Principal Reeves also kept a real record player in her office. In the corner underneath the table were all these Aretha Franklin records. Mama loved Aretha Franklin, too, but she only had greatest-hit CDs, which she’d play every time she picked me up.

I invented calling Principal Reeves “Ms. Kanye” behind her back because even though she asked a lot of questions, you really still couldn’t tell her nothing. She asked questions just to set up her next point. And her next point was always tied to teaching us how we were practically farting on the chests of the teenagers on the Student Nonviolent Coordinating Committee if we didn’t conduct ourselves with dignity.

Before Principal Reeves stepped her foot in the door of her office, she was saying my name. “Citoyen…”

“Yes ma’am.”

“Take this test,” she said, and handed me a piece of paper. “Don’t look at me with those sad red eyes. Just take the test.”

At Hamer, they were always experimenting with different styles of punishment ever since they stopped whupping ass a few years ago. The new style was to give you a true/false test if you messed up. And the test had to be tailored to what they thought you did wrong and what you needed to learn to not mess up again. The craziest thing is that it was usually harder understanding what the test had to do with what you did wrong than taking the actual test itself.

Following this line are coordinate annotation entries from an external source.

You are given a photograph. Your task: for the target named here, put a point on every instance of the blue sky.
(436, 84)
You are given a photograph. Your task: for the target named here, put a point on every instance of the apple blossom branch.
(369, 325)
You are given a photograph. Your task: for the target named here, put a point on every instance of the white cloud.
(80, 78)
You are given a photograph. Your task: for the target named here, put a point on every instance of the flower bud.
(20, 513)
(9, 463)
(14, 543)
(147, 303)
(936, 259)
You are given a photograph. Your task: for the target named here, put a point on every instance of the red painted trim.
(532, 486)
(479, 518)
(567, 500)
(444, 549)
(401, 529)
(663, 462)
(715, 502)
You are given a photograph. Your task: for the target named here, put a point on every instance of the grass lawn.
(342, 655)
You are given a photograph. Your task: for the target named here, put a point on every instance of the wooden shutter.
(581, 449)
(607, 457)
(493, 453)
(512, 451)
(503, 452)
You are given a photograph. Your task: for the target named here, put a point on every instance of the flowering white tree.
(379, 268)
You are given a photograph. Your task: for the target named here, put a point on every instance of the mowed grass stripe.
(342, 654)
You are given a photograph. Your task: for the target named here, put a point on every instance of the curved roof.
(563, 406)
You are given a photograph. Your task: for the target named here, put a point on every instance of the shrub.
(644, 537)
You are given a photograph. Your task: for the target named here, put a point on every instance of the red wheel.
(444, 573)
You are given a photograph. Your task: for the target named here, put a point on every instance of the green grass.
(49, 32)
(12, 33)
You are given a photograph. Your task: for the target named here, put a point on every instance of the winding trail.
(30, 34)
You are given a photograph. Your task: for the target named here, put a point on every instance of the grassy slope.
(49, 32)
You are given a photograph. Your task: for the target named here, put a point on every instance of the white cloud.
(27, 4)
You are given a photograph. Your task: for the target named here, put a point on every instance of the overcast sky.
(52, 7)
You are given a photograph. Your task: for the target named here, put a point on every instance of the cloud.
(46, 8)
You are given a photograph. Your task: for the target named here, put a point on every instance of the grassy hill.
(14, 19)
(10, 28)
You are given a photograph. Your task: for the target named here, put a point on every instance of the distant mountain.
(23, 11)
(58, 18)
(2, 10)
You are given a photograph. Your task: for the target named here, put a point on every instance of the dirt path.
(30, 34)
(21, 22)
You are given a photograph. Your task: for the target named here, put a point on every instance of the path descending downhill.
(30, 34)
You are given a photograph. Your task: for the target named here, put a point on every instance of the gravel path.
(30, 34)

Name________Year_____True/False — Underline one

1. Desperation will make a villain out of you.

True/False

2. Only a fool would not travel through time and change their past if they could.

True/False

3. You were brought to this country with the expectation of life, liberty, and the pursuit of happiness.

True/False

4. If you push yourself hard in the direction of freedom, compassion, and excellence, you will recover.

True/False

5. Loving someone and loving how someone makes you feel are the same thing.

True/False

6. Only those who can read, write, and love can move back or forward through time.

True/False

7. There are undergrounds to the past and future for every human being on earth.

True/False

8. If you haven’t read or written or listened to something at least three times, you have never really read, written, or listened.

True/False

9. Past, present, and future exist within you and you change them by changing the way you live your life.

True/False

10. You are special.

True/False

*Bonus*

11. You are innocent.

True/False

After I finished the stupid test, Principal Reeves put it on top of a stack of tests she hadn’t graded yet and started going in on me. “Citoyen, do you know who the great Brenda Travis is?” she asked me.

“Umm…”

“No. You do not know. Brenda Travis was a fifteen-year-old high school student from right up the road in McComb,” Principal Reeves said, and popped what looked like some boiled peanuts in her mouth. “That young lady canvassed these same streets with the SNCC voter-registration workers 50 years ago. She led students like you on a sit-in and, for the crime of ordering a hamburger from a white restaurant, the girl was sentenced to a year in the state juvenile prison.”

“Just a regular hamburger?” I asked her. “Not even a fish sandwich or a grilled cheese? That’s crazy.”

“That contraption holding your teeth in place, that’s the problem.” Principal Reeves sat at her desk and started ruffling through papers.

“I don’t get it,” I told her. “What contraption?”

“Your mouth, that contraption. It is going to be the death of you or somebody else,” she said. “Today is the biggest day of your life, Citoyen. You want to waste it calling your brother LaVander Peeler a ‘nigger’ and using a wave brush on school property? You know we don’t bring wave brushes to school at Hamer.”

The problem was that at Hamer, you used to be able to use your wave brush until the second bell at 8:05, but ever since Jerome Wallace beat the bile out of this cock-eyed new kid, Roy Belton, with a Pine wave brush during lunch, you can be suspended for something as simple as having a wave brush on school property.

“LaVander Peeler ain’t my brother,” I told her, “and I didn’t think I was wasting it. I’m ready. You’ll see.”

Principal Reeves just looked at me. I tried to look away toward the bookshelf so I wouldn’t have to look at her face.